Selain itu, resolusi tersebut disebut tidak memuat kalimat yang mengutuk genosida maupun pelanggaran hukum humaniter internasional di Palestina, serta tidak mengatur proses akuntabilitas dan yudisial pascakonflik. Padahal, pertanggungjawaban atas kejahatan perang dipandang sebagai salah satu elemen penting dalam tatanan dunia pasca-1945.
Dewan Perdamaian juga dikritik karena dianggap mengulang pola “sistem mandat” Liga Bangsa-Bangsa (LBB) pada awal abad ke-20. Sebagai perbandingan historis, pada 1922 LBB mengizinkan Inggris menduduki wilayah Palestina setelah runtuhnya pemerintahan Turki Utsmani, dengan alasan bangsa Palestina belum siap menjadi negara merdeka dan membutuhkan bantuan pihak mandataris.
Dalam struktur Dewan Perdamaian, Indonesia disebut akan memiliki satu hak suara dalam pengambilan keputusan. Namun, Palestina sebagai pemilik wilayah tidak dapat menjadi anggota karena premis dasar Dewan menyatakan “Palestina saat ini bukanlah negara.”
Piagam Dewan Perdamaian secara langsung menunjuk Donald Trump sebagai ketua pertama, dengan kewenangan eksklusif untuk membentuk, mengubah, dan membubarkan organ-organ di bawah Dewan, termasuk executive board. Penggantian ketua disebut hanya dapat terjadi jika Trump mengundurkan diri atau wafat.
Di sisi lain, piagam juga menyebut keputusan kolektif yang dihasilkan anggota dapat diveto oleh Trump meski telah disetujui mayoritas. Trump juga disebut memiliki kewenangan untuk mengusir anggota Dewan Perdamaian.
Kritik terhadap keanggotaan Indonesia turut menyinggung prosedur internal pemerintah dalam keikutsertaan pada organisasi internasional. Indonesia memiliki ketentuan melalui Peraturan Presiden Nomor 30 Tahun 2019 dan Peraturan Menteri Luar Negeri Nomor 8 Tahun 2023 yang mengatur bahwa keanggotaan pada organisasi internasional semestinya melalui proses yang jelas, termasuk kajian kepentingan nasional, pertimbangan untung-rugi, serta keselarasan dengan politik luar negeri dan konstitusi.
Namun, disebut belum ada dokumen resmi pemerintah tentang Dewan Perdamaian yang dapat diakses publik untuk menunjukkan bahwa proses tersebut telah dijalankan.
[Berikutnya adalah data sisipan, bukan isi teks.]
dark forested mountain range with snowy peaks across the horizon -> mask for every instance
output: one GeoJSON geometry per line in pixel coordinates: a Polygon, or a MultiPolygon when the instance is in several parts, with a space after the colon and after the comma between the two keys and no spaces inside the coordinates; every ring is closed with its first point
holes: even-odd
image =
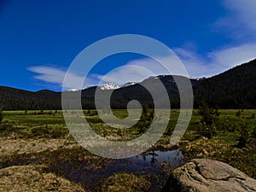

Konstitusi Indonesia memang memandatkan dukungan terhadap ketertiban dunia. Meski demikian, mandat itu juga menegaskan bahwa ketertiban dunia harus berlandaskan kemerdekaan, perdamaian abadi, dan keadilan sosial. Dalam kerangka kritik yang muncul, bergabungnya Indonesia ke Dewan Perdamaian dinilai berisiko menempatkan Indonesia pada posisi yang secara tidak langsung menegasikan keberadaan Palestina sebagai negara, karena arsitektur kelembagaan Dewan tidak mengakui dan tidak mengakomodasi kepentingan Palestina.
Di luar aspek prosedural dan kelembagaan, Dewan Perdamaian juga dipandang lebih melayani kepentingan politik Trump. Kritik menyebut Dewan tersebut dapat menjadi justifikasi masuknya aliran modal real estate dengan dalih pembangunan Gaza, sementara pembahasan tentang pertanggungjawaban pascakonflik dinilai terpinggirkan.
Dalam pandangan para pengkritik, pragmatisme dan respons terhadap realitas tidak seharusnya meniadakan prinsip politik luar negeri bebas-aktif Indonesia, terutama terkait dukungan pada kemerdekaan Palestina.